Unia Europejska jest wielkim tankowcem płynącym po morzach świata i jego zwrot jest oczywiście nie taki prosty. Ważne, żeby te nowe idee padły na podatny grunt, były rozważane, analizowane. Mam wrażenie, że trafiło na bardzo podatny grunt
— zaznaczył Morawiecki.
Premier był pytany na konferencji prasowej w Warszawie o to czy podczas jego czwartkowej rozmowy z nową szefową Komisji Europejskiej Ursulą von der Leyen poruszono temat praworządności.

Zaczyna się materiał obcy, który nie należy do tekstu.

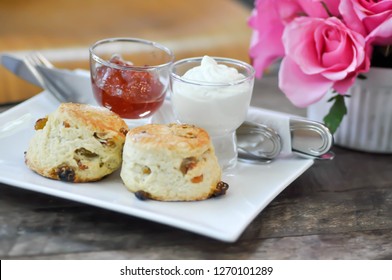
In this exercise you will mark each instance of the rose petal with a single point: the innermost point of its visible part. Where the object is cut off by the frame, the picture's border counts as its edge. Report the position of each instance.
(301, 89)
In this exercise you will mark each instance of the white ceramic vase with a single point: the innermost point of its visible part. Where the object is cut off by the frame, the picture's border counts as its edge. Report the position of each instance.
(368, 123)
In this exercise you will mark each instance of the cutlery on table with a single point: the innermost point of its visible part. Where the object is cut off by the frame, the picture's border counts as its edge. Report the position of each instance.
(257, 143)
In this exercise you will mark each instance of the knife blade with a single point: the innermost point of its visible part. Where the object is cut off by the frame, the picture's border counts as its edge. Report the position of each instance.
(76, 81)
(308, 138)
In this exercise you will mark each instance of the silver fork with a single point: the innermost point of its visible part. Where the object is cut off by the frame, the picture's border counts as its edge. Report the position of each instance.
(35, 62)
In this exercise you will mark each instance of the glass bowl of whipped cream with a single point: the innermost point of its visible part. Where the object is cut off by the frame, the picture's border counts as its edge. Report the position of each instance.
(213, 93)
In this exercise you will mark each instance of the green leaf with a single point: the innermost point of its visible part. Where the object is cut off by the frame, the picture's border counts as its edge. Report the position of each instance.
(335, 116)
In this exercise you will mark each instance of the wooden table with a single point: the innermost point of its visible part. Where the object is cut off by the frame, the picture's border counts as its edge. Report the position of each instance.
(340, 209)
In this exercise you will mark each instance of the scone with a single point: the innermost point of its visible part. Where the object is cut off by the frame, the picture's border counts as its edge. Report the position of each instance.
(77, 143)
(174, 162)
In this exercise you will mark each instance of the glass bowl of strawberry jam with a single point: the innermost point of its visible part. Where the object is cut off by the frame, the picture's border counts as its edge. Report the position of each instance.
(130, 77)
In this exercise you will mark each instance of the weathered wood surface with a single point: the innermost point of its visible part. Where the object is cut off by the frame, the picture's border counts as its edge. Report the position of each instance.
(340, 209)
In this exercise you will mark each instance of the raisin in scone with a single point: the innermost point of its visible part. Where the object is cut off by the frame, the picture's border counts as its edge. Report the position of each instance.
(174, 162)
(77, 143)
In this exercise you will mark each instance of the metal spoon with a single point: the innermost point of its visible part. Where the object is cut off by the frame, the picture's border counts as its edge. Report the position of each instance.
(258, 143)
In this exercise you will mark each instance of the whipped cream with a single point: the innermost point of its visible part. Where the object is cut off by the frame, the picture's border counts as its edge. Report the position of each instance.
(213, 96)
(212, 72)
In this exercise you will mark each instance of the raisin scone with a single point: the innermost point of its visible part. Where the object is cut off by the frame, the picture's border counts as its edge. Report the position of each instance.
(77, 143)
(174, 162)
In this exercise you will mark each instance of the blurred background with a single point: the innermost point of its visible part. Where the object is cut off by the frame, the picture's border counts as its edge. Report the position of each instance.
(64, 29)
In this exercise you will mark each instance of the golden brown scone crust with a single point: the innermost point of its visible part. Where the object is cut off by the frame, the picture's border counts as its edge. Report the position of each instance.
(174, 162)
(77, 143)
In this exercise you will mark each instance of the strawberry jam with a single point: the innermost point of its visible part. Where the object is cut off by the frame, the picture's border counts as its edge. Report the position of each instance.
(131, 94)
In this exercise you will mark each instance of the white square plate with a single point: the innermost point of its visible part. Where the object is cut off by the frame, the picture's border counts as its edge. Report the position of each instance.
(252, 187)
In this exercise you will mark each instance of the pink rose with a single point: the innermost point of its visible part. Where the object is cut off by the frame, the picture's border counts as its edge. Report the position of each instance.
(320, 54)
(373, 19)
(268, 19)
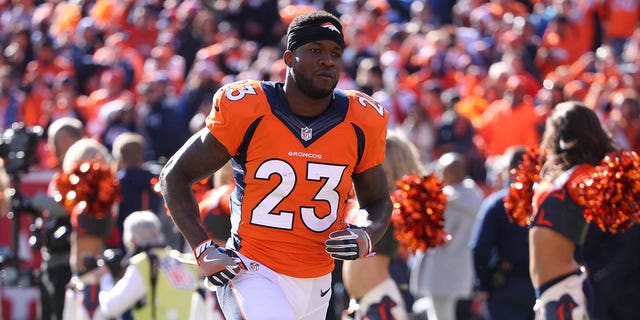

Podczas dwu i pół godzinnej rozmowy ani razu pani przewodnicząca nie wspomniała o tej kwestii, ani razu nie poruszyliśmy tej kwestii. Ja oczywiście również jej nie poruszyłem, ponieważ uważam, że należy ten rozdział jak najszybciej zamknąć, był on nasycony niepotrzebnymi emocjami jednego z komisarzy poprzedniego składu i jeszcze obecnego, bo jesteśmy jeszcze w czasie przejściowym
— odpowiedział premier.
Jak zaznaczył, jeśli pytanie odnosiło się do „pierwszej, krótkiej wypowiedzi(von der Leyen) do mediów, którą mieliśmy”, to on sam zwróciłby uwagę „na to, w jak szerokim kontekście pani przewodnicząca o tym wspomniała, jak również w jakim kontekście wspomina o tym w wywiadach prasowych”.
Według premiera całokształt wypowiedzi Von der Leyen „pokazuje jej ogromne zrozumienie dla tego podstawowego postulatu, czyli pójścia do przodu, szukania kompromisu, co jest jak najbardziej zgodne z naszym podejściem”.